Ever since the web arrived, the overriding mantra of online entrepreneurs has been “get big fast”: recruit users or customers as quickly as possible to get to the point where the network effect kicks in and discourages potential competitors. For most of the successful firms, the way to achieve this was to offer free services. This was the route chosen by Google and, later, Facebook and YouTube. For Amazon, growth was achieved by low prices, efficient dispatch, good customer service, prompt delivery and a colossal inventory.

But because capitalism never knows when to stop, eventually even the exponential growth rate promised by Metcalfe’s law wasn’t good enough for Google and co. They noticed Reed’s law, which said that if a network can have sub-groups then its utility can grow at an even more colossal rate. And so they began to turn themselves into platforms on which entrepreneurs could build services. A platform in this sense is a set of tools provided by the owner to enable third-party developers to create applications that interact with core features of the platform (thereby keeping users within the network to leave monetisable data trails).

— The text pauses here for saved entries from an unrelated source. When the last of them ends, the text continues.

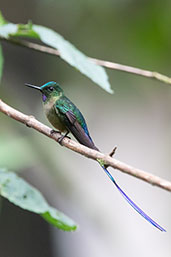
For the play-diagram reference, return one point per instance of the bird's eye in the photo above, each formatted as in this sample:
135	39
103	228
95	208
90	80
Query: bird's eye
51	89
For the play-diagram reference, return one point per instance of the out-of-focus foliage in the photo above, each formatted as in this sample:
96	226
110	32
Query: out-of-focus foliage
20	193
1	62
136	119
68	52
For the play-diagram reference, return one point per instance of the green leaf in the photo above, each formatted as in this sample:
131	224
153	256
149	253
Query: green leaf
25	30
68	52
20	193
1	62
73	56
2	19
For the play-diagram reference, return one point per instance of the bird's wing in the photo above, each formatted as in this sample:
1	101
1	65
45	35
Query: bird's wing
73	125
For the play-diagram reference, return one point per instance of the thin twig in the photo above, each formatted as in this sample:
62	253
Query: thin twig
106	64
30	121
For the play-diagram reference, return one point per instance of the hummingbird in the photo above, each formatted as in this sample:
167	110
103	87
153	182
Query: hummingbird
63	114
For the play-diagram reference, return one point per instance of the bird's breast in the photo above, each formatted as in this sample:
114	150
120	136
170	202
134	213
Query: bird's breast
53	117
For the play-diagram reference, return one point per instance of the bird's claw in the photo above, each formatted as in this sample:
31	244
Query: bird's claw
52	132
62	137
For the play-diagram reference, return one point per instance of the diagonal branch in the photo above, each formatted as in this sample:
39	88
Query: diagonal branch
30	121
111	65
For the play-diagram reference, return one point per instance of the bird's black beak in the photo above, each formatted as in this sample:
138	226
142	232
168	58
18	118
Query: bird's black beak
35	87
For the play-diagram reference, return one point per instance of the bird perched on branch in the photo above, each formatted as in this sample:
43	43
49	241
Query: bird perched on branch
66	117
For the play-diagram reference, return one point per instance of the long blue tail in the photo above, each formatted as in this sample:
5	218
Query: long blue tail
132	203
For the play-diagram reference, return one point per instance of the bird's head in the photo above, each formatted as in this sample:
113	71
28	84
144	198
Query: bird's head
48	90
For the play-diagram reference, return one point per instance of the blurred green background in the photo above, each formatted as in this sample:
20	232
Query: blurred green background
137	118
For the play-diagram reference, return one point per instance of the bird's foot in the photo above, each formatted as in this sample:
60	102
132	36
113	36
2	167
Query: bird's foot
52	132
111	155
62	137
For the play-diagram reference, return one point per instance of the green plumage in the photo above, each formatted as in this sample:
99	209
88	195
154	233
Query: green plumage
66	117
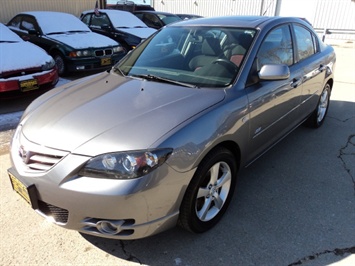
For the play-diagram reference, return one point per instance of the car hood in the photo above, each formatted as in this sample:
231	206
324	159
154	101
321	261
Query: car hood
12	55
112	113
142	33
83	40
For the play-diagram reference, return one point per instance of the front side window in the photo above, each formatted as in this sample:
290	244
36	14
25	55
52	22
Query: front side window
99	21
276	48
305	42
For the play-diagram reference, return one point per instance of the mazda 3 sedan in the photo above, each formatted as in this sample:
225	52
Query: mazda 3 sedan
158	140
24	67
74	47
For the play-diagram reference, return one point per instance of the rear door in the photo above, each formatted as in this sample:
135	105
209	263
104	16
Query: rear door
308	56
273	104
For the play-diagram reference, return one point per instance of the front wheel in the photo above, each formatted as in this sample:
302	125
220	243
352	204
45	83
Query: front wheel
317	117
209	192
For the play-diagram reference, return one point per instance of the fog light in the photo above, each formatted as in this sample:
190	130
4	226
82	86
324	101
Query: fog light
109	227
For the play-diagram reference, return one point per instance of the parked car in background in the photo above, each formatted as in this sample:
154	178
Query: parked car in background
122	26
128	6
156	19
24	67
69	41
158	140
188	16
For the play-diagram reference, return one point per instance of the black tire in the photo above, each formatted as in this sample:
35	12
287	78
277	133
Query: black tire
60	63
209	192
318	116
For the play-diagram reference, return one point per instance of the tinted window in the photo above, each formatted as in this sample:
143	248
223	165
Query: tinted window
305	44
276	48
98	21
86	19
15	22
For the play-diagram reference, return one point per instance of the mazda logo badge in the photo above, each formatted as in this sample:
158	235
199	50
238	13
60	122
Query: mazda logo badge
25	155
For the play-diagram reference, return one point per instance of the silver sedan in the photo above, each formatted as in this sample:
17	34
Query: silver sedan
158	140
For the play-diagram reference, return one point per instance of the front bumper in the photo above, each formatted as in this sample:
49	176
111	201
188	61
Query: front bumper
45	79
121	209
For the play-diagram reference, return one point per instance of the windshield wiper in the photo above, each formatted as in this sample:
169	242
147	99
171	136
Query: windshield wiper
117	69
56	32
77	31
165	80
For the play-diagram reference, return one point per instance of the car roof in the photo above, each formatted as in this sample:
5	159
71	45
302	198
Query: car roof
119	17
109	12
238	21
154	12
44	13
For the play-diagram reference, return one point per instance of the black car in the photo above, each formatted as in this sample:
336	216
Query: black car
156	19
69	41
121	26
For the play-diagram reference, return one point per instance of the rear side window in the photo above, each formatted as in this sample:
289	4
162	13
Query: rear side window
305	42
276	48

The two companies that made the most of this idea were Amazon and Facebook. In 2000, Jeff Bezos launched Amazon Marketplace, a platform that enabled third-party sellers to sell goods on the company’s platform. In 2007, Facebook unveiled its “Facebook Platform for developers of social applications”.

Both of these initiatives prospered mightily. More than half of Amazon’s annual sales now come from third-party sellers. And because it’s easy to become a seller, huge numbers do. One report reckons that more than a million joined in 2017 alone. Facebook had only 20 million users when it launched its platform in 2007. It proved a turning point for the company; the resulting surge in third-party services (online games, quizzes, dating apps, etc) turbocharged user growth and took it to where it is today – with 2.4 billion users.

Three cheers for platforms, then? Er, not quite. For years, there have been reports of how scammers thrive on Amazon Marketplace. The formula was simple: sign on as a seller; list various items at bargain-basement prices; take the orders and claim that you have shipped the goods; receive payment from Amazon (always a prompt and efficient payer) within two weeks; then scamper before the angry feedback arrives. For years, Amazon has played whack-a-mole with these crooks, with limited success because it’s a truly sisyphean task.

But last week, a different challenge emerged. An investigation by the Wall Street Journal claimed that Amazon had “ceded control of its site” with the result that it was carrying thousands of banned, unsafe or mislabelled products. “Just like tech companies that have struggled to tackle misinformation on their platforms,” said the Journal, “Amazon has proven unable or unwilling to effectively police third-party sellers on its site.”

Sound familiar? It was Cambridge Analytica’s exploitation of Facebook’s platform, remember, that led to the current crises assailing the Zuckerberg empire. The company’s initial response to the Observer’s exposure of the scandal was that CA was simply a bad actor exploiting an innocent platform. Amazon has responded more maturely to the WSJ revelations saying that it’s doing its best, which I’m sure it is.

But in both cases the moral is the same. As the tech analyst Benedict Evans summarised it last week in his newsletter: when you let anyone on Earth on to your platform, that includes bad people. “Conceptually,” Evans says, “this is no different to what’s been happening on Facebook or YouTube, except now it’s lead in children’s toys instead of Jihadi videos”. He’s right: tech platforms are double-edged swords. The problem is that the companies that live by them don’t die by them.

What I’m reading

The science of sleaze
Why were so many scientists apparently charmed by Jeffrey Epstein? Katha Pollitt has an interesting essay in the Nation.

Search that
Jonathan Mayer and Arvind Narayanan do a terrific demolition job on Google’s excuses on tracking protection on the Freedom to Tinker blog .

Connecticut controversy
Palladium has a scarifying critique of Yale by Natalia Dashan. But I suspect it could apply to most Ivy League colleges, all of which are hedge funds with nice universities attached.